Neulich telefonierte ich mit einem Freund aus alten Zeiten in Freiburg. Er durchlief zu meiner Schulzeit ebenfalls in vielfacher Hinsicht eine linke Sozialisation. Er wurde Rockmusiker, verweigerte den Wehrdienst, nahm Drogen, hing in den einschlägigen linksradikalen Kulturzentren in Freiburg herum. Die aus dem Ruder gelaufene Migrationspolitik seit Merkels Grenzöffnung 2015 sorgte bei ihm für eine Wende nach „rechts“. Und solche Fälle gibt es in wachsender Zahl.

Komplexes Räderwerk gesellschaftlicher und sozialer Kontrolle

Handballer Kretzschmar nun wagte es in einem Interview, den Umgang mit abweichenden Meinungen zu kritisieren – und erntete einen „Shitstorm“. Es mangele im Sport an Meinungsfreiheit: „Welcher Sportler äußert sich denn heute noch politisch – es sei denn, es ist die mainstreampolitische Meinung, wo man sagt ‘Wir sind bunt!’ oder ‘Refugees welcome’, wo man gesellschaftlich nichts falsch machen kann.“ Wenn man eine „einigermaßen kritische Meinung“ habe, dann dürfe „man das in diesem Land nicht sagen“.

Letzteres ist Unsinn. Wenn man den Satz wörtlich nimmt. Natürlich haben wir grundgesetzlich garantierte Meinungsfreiheit. Wir haben jedoch ein komplexes Räderwerk gesellschaftlicher und sozialer Kontrolle, die auf jene einwirkt, die sich abweichend äußern. Elisabeth Noelle-Neumann bezeichnete dies in ihrem Hauptwerk als „Schweigespirale“. Sie definierte Öffentliche Meinung als „Meinungen im kontroversen Bereich, die man öffentlich äußern kann, ohne sich zu isolieren“. Einen gewissen Isolationsdruck gibt es also immer – auch in der intaktesten Demokratie.

Freiheit gibt es nicht zum Nulltarif

Nur hat das Maß an gesellschaftlicher Repression längst jedes Maß überschritten.
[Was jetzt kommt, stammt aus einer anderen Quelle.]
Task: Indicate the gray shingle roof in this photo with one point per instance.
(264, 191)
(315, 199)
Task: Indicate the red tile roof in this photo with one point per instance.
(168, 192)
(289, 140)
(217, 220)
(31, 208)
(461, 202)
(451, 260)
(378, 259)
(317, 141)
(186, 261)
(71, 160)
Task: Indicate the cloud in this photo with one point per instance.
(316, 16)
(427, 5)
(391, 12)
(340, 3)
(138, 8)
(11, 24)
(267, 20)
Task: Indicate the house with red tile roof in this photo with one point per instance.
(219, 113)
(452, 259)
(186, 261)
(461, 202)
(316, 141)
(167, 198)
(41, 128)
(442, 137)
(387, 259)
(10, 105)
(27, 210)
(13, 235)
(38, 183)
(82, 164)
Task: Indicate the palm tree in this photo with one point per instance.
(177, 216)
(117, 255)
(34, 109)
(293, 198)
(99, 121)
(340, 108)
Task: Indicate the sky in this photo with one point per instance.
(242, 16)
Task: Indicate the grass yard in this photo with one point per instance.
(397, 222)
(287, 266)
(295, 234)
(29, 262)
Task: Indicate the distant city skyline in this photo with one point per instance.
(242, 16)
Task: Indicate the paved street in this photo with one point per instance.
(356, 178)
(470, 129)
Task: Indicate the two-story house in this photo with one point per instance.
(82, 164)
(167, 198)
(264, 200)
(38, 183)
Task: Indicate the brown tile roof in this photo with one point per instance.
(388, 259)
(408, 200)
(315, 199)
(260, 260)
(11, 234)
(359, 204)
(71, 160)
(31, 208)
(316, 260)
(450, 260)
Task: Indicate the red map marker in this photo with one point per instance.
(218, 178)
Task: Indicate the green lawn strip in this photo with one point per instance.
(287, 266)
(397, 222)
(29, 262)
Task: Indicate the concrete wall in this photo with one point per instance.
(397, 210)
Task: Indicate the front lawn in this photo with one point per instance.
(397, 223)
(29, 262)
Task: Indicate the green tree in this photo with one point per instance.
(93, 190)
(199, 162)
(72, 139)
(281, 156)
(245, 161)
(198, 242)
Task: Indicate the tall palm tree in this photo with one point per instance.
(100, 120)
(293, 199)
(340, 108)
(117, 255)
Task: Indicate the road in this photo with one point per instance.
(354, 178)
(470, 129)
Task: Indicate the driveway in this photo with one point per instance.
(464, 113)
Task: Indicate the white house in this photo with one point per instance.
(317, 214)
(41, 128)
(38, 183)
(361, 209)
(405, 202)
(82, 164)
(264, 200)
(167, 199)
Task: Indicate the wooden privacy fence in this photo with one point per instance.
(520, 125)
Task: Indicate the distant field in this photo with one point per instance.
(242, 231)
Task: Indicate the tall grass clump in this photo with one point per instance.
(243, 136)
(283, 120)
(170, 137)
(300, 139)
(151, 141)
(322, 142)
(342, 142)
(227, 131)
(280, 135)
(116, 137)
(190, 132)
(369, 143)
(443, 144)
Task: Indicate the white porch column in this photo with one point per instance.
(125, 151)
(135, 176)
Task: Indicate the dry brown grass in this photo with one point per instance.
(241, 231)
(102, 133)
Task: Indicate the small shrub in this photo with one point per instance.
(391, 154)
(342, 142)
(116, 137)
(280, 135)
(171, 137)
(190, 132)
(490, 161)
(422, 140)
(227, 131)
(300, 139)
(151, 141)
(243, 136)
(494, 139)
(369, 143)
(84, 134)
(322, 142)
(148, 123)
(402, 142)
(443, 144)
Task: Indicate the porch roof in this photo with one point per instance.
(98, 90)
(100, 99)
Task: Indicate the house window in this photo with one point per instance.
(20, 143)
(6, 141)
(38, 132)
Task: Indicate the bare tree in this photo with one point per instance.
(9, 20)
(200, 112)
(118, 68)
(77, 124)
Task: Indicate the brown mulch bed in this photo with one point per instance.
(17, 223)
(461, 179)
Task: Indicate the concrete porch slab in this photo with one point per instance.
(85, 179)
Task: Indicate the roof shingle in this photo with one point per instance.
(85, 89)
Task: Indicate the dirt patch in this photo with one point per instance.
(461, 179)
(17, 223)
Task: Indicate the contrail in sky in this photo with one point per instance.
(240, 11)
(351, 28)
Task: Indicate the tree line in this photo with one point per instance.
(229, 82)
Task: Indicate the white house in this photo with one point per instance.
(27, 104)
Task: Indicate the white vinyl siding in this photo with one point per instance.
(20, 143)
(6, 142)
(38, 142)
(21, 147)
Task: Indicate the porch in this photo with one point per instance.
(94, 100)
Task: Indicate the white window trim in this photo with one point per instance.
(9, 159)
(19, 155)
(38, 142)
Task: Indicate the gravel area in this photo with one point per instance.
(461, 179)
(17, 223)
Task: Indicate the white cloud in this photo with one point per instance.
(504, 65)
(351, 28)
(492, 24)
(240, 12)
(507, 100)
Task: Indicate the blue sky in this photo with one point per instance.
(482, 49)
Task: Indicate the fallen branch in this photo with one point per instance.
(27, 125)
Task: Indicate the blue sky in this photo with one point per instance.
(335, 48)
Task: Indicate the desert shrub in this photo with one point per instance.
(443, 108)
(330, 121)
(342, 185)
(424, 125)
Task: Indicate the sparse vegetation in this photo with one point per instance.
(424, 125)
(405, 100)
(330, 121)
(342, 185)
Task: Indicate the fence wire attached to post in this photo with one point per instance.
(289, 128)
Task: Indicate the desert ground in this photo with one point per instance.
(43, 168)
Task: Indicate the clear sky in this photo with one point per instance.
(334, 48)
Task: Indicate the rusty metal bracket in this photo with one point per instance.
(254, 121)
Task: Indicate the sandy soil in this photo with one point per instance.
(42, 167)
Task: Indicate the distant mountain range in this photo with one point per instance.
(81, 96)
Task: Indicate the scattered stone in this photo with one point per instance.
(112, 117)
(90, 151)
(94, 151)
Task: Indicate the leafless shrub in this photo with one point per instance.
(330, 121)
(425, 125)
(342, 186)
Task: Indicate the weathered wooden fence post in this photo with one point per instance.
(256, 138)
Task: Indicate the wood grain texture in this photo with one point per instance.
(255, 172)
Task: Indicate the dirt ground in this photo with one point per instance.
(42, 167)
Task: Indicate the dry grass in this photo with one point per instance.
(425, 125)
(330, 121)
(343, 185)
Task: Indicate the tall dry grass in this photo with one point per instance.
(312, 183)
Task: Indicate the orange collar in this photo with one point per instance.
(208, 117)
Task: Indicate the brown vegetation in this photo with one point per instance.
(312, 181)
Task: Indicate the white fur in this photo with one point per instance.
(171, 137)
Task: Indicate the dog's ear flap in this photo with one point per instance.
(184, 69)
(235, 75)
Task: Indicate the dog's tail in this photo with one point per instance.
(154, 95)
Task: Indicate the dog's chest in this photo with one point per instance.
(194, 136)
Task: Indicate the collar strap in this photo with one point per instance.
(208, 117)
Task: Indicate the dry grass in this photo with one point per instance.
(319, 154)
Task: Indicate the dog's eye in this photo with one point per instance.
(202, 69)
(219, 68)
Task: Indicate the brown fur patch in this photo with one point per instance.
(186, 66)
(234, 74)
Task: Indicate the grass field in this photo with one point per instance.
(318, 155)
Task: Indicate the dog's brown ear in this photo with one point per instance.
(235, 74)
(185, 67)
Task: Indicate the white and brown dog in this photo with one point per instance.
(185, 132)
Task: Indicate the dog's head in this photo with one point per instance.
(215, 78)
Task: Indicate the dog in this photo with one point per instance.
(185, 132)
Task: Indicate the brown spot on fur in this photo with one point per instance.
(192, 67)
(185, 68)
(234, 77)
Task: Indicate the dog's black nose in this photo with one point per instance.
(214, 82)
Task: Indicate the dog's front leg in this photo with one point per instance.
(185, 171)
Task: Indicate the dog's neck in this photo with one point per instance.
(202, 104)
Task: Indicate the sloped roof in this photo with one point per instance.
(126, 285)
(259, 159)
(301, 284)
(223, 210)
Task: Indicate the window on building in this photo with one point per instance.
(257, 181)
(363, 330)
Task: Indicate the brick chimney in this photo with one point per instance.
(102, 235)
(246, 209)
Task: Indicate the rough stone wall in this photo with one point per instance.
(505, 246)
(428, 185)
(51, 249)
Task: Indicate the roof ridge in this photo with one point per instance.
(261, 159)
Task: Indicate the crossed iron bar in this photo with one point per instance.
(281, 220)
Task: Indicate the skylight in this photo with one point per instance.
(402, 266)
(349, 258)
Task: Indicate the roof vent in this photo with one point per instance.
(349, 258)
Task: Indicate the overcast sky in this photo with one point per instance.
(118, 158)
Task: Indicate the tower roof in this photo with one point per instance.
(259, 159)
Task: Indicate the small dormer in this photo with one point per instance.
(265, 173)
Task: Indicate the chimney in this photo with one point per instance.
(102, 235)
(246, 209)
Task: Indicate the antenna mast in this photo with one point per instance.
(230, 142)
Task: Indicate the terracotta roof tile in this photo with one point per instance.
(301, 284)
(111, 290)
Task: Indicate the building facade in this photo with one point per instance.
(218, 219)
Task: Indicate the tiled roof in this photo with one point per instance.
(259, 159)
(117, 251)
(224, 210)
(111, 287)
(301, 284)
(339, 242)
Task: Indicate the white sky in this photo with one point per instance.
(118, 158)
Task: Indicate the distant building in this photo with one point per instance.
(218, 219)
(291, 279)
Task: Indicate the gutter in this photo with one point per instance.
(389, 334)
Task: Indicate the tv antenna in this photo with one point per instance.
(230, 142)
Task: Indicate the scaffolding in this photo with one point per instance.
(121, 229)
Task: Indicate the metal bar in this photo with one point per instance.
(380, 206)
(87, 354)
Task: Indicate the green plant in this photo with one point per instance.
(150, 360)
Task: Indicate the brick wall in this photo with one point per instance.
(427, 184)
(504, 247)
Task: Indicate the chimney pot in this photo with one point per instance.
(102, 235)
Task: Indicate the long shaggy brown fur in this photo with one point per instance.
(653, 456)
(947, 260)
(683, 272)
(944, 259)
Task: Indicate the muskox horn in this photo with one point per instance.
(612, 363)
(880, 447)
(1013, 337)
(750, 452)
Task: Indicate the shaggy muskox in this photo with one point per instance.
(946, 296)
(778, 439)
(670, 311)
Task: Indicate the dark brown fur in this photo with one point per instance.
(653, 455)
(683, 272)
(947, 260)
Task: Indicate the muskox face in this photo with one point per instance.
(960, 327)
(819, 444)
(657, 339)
Und es richtet sich vor allem fast ausschließlich gegen alles, was als „rechts“ gilt. Fußballvereine wie Eintracht Frankfurt verweigern AfD-Mitgliedern die Aufnahme – bei Vertretern der Linken undenkbar. Kinder von „Rechten“ werden von Waldorfschulen geworfen – unter dem Beifall wohlmeinender Eltern. Ein Schauspieler schilderte mir den rot-grünen Gesinnungsdruck im Theaterbereich, wo man sich schon mit einem FAZ-Abo verdächtig mache.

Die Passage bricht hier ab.